Columnists, Sports

4th and Inches: Snyder sells Commanders… finally


“Sell the team! Sell the team! Sell the team!” 

Through the crowd noise and the announcer’s voice booming through the loudspeakers, through the music circulating the stands, it’s the chants of “Sell the team!” that power through the noisy ambience of FedExField.

Haley Alvarez-Lauto | DFP Staff

For the past few seasons, those with the means to land a ticket to watch the Washington Commanders compete on their home turf could count on hearing that chant. Even those watching from the comfort of their own home were likely to hear the chants overpower the broadcast at some point during the game.

Joe Buck and Jim Nantz can probably confirm.

However, it wasn’t the fans who needed to hear the chants. It was the man with the power who needed to hear it: the man sitting in his luxury suite, closer to the clouds in the sky than the players on the field.

Now, after years of pleading, fans of D.C. football can finally breathe a sigh of relief and give their vocal cords a rest. 

Dan Snyder has reached an agreement to sell the Washington Commanders. 
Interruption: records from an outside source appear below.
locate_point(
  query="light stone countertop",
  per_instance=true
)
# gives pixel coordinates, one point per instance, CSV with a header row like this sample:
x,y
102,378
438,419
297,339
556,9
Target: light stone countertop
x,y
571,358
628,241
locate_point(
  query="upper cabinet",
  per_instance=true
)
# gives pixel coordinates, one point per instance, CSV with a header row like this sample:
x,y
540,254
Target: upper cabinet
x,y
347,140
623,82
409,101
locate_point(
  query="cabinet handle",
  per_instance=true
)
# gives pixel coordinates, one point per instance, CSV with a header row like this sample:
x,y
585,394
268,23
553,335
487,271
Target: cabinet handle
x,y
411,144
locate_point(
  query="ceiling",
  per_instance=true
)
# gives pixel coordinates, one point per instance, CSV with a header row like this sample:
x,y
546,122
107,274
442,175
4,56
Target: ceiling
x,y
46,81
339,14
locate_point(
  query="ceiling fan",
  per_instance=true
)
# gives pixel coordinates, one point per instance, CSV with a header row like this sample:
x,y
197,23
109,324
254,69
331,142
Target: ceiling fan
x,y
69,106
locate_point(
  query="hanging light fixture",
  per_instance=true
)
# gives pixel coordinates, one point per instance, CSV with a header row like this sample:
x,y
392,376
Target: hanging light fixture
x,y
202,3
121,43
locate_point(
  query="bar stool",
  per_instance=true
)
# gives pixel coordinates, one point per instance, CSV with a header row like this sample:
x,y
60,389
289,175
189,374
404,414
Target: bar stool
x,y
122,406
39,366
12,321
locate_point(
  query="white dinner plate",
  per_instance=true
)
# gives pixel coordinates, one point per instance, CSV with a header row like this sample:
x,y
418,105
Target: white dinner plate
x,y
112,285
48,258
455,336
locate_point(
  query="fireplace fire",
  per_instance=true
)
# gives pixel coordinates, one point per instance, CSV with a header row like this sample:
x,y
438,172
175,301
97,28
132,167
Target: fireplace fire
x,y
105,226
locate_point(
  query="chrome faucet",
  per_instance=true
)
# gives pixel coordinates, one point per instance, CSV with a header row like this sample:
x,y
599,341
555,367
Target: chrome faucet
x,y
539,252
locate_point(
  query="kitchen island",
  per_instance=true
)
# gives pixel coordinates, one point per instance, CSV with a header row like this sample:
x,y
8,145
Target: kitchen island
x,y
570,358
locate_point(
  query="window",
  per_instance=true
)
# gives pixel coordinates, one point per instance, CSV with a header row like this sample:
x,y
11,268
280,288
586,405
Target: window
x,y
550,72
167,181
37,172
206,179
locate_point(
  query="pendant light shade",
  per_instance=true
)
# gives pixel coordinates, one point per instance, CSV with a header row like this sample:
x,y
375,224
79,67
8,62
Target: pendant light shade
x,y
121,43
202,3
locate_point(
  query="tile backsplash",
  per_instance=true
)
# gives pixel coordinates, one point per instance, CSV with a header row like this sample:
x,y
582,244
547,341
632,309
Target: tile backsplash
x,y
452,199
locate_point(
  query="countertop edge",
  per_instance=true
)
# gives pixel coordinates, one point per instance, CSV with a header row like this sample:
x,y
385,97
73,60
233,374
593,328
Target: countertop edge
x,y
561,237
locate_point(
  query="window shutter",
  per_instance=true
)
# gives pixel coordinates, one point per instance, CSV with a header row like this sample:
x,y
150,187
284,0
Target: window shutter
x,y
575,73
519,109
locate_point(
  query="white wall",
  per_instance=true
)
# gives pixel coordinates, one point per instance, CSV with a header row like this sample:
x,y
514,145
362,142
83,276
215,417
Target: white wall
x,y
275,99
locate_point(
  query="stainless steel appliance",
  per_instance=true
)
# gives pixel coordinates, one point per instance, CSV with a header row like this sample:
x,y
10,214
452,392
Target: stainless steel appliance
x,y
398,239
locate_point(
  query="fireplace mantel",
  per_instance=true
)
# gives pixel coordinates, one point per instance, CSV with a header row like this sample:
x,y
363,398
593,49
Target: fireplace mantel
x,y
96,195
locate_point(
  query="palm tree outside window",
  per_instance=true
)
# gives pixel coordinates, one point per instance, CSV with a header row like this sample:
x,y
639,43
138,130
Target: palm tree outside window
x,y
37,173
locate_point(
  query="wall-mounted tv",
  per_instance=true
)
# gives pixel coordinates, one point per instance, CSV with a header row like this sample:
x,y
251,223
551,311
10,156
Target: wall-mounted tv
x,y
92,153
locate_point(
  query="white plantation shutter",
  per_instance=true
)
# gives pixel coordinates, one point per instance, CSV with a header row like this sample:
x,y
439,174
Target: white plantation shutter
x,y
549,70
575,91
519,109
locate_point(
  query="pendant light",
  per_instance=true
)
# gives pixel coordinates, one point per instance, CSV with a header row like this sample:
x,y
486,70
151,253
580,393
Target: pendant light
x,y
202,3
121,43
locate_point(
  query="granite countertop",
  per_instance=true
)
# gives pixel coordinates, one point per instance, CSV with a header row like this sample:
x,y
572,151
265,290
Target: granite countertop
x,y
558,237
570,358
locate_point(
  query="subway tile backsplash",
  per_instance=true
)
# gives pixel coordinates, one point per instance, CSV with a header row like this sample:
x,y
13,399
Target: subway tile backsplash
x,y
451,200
Snyder bought the then-Redskins in 1999 and has led the team to countless seasons of mediocrity and disappointment. 

With Snyder at the helm, Washington football fans have experienced more team names (3) than playoff wins (2).

Snyder has fostered a degree of notoriety that rivals the most hated figures in sports history. If being loathed was a sport, Snyder would be in the Hall of Fame. 

Now, Snyder has reached an agreement to sell the Commanders to a group led by billionaire businessman Josh Harris.

All reports point to a price tag north of $6 billion — yes, six billion, as in a six followed by nine zeros. 

The purchase, if and when approved by league officials, would immediately become the most expensive purchase of a sports franchise in U.S. history. 

Snyder’s tenure as owner is not only characterized by on-field failure, but numerous scandals off it as well. In a recent article, The Athletic compiled a timeline of the allegations against Snyder and the Commanders. 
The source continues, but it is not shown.